A recent study has found that domestic workers often suffer abuse and sexual harassment at the hands of their bosses. The study also found that this form of abuse only got worse during the lockdown.

High concerns as over 250 000 domestic workers lose jobs due to lockdown:

The study, commissioned by Hlanganisa Institute of Development in Southern Africa and Izwi Domestic Workers Alliance, was conducted in Gauteng, KwaZulu-Natal and the Western Cape. The study covers the period from July to August.

The study also found that domestic workers are often asked to perform sexual favours.

Executive Director at Hlanganisa Institute, Bongiwe Ndondo highlights some of the cases.

“The son of the employer asked her not to wear any knickers around the house as she’s cleaning and going about her duties and then ask for sexual favours from her. That domestic worker in particular had raised that young man. So this is a young man who was born when she was already working for that family. There were others where employers walked around their homes naked.

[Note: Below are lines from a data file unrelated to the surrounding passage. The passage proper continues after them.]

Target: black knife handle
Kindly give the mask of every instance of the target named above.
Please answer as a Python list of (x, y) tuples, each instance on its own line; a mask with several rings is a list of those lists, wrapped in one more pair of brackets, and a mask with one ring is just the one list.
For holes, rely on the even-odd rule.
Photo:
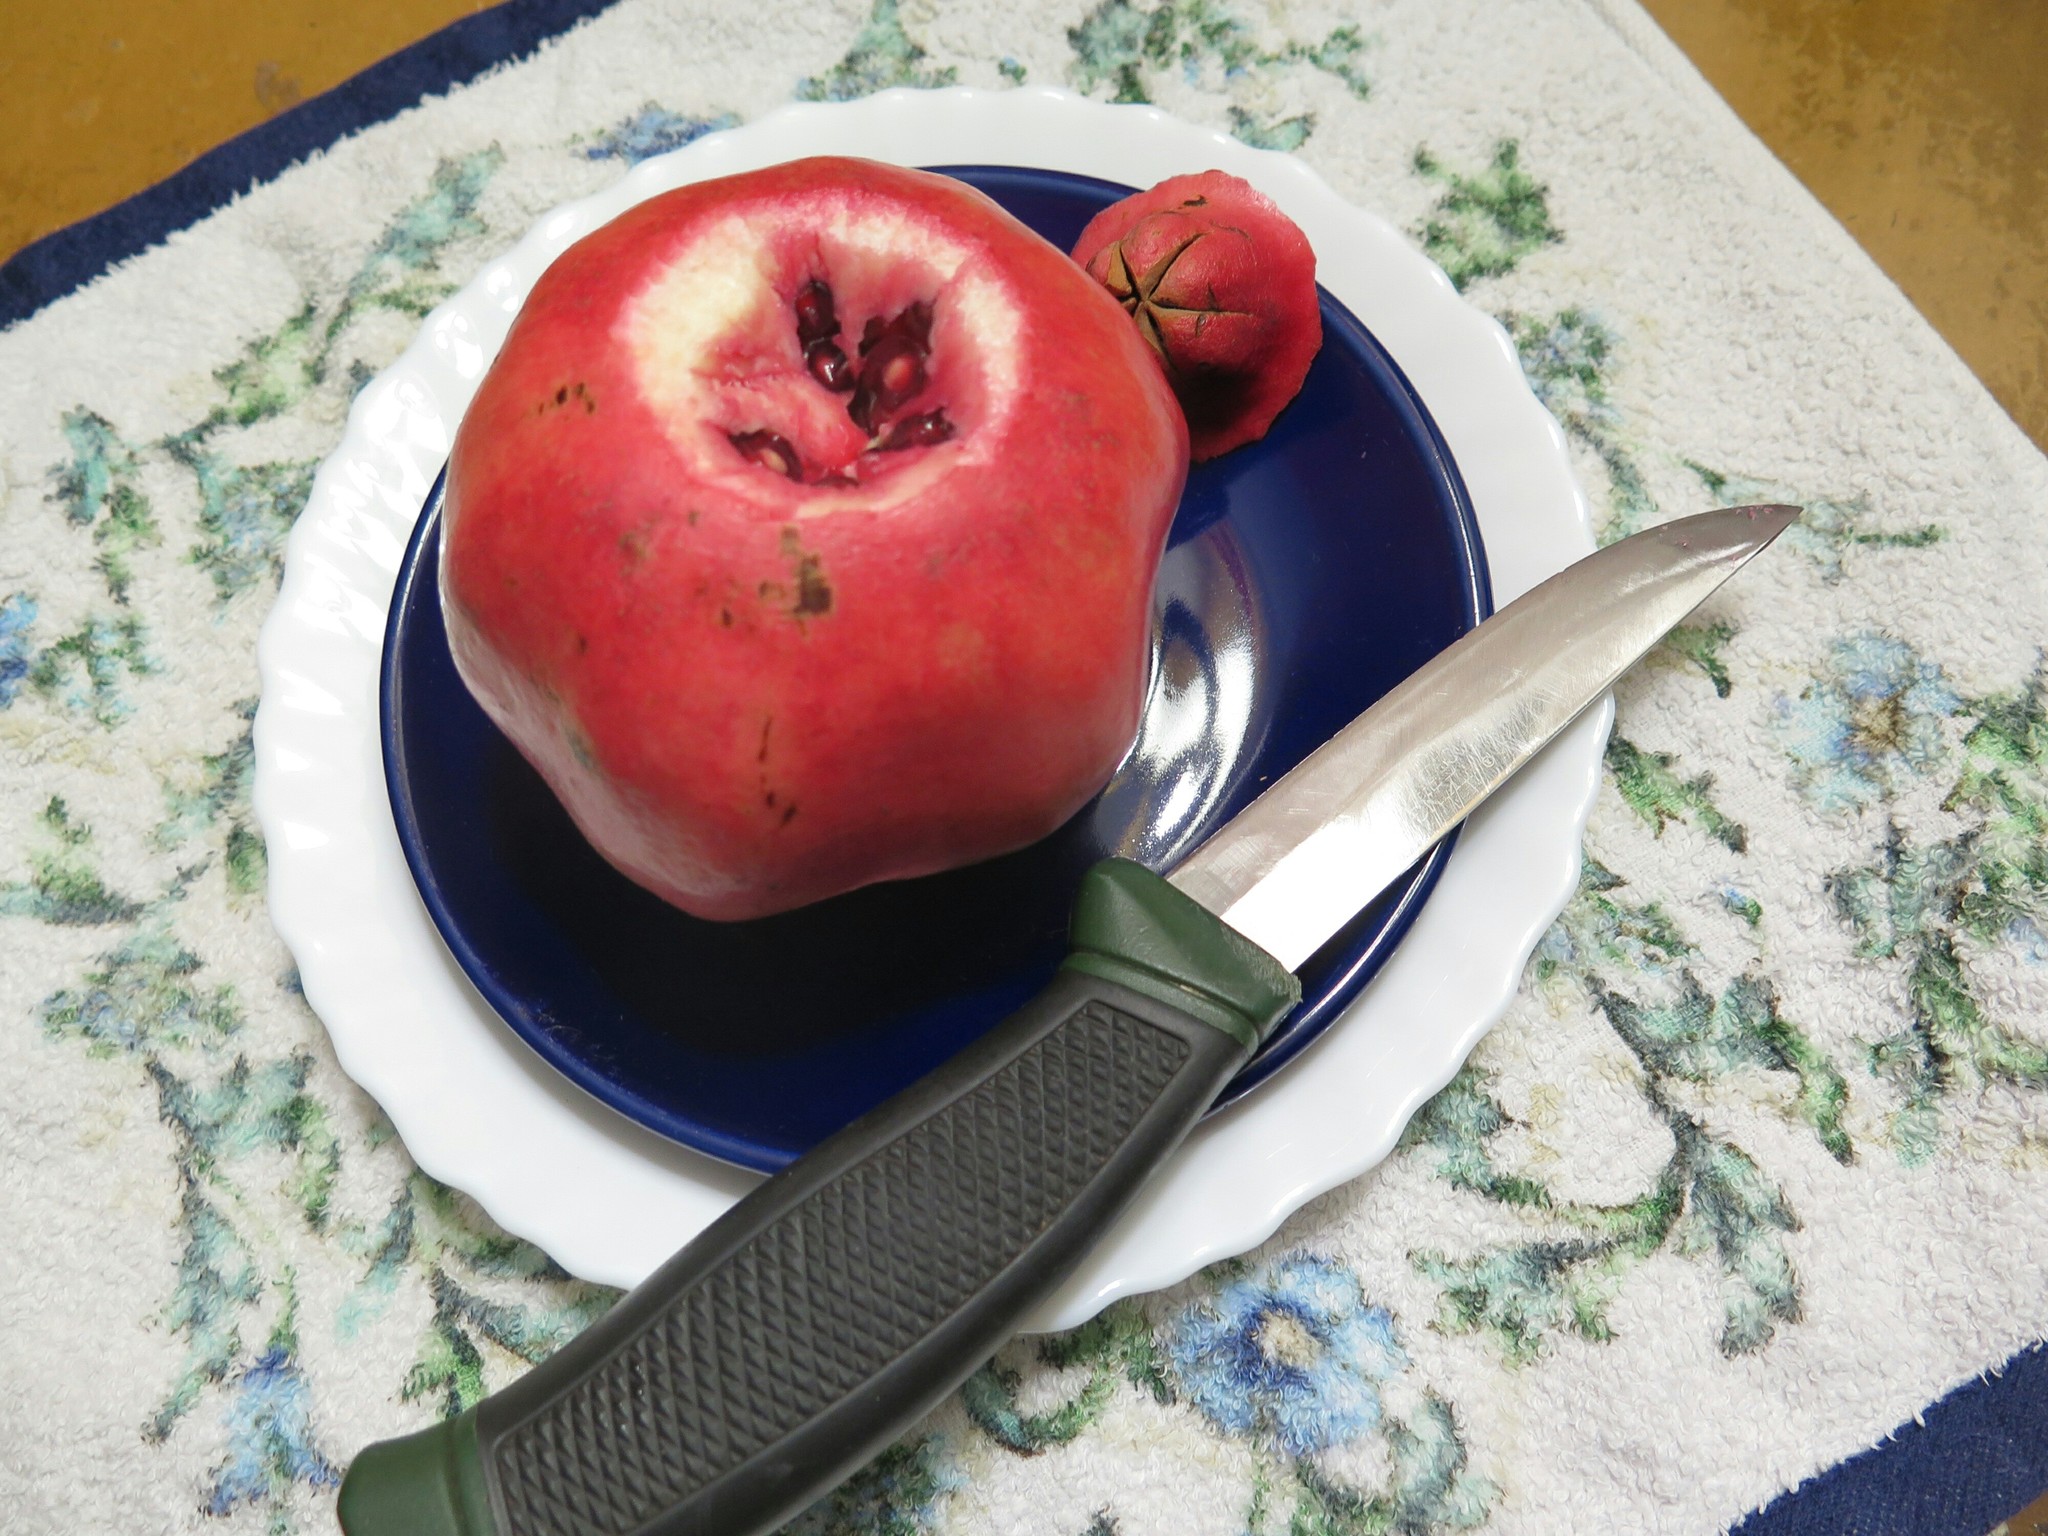
[(1074, 939), (1031, 1003), (568, 1347), (366, 1450), (349, 1536), (753, 1536), (900, 1435), (1072, 1272), (1297, 995), (1121, 861), (1091, 872)]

Some of them walked into the rooms of domestic workers during their private time. In the one instance, the employer asked for sexual favours for extra pay and the domestic worker obliged. He then invited his friends over and asked if his friends could also get the same sexual favours.”

Reporting sexual harassment

The study found that domestic workers risk losing their jobs if they report sexual harassment.

Amongst others, it found that domestic workers, many of whom are undocumented migrants, have no recourse for reporting sexual harassment by their employers. It also found that some are forced to perform sexual favours in exchange for money.

Ndondo says there is simply no structure to report abuse.

“With domestic workers, the only people that they can actually turn to are the very employers that they serve and so when your only recourse channel is also the very same people who are perpetuating the violence, many domestic workers find themselves between a rock and a hard place because in most cases, reporting the abuse could actually result in losing their jobs. And we know how vulnerable the group is and how difficult it is to secure employment; especially for domestic workers where the great majority of them are actually undocumented migrants. Many of these domestic workers end up not reporting at all.”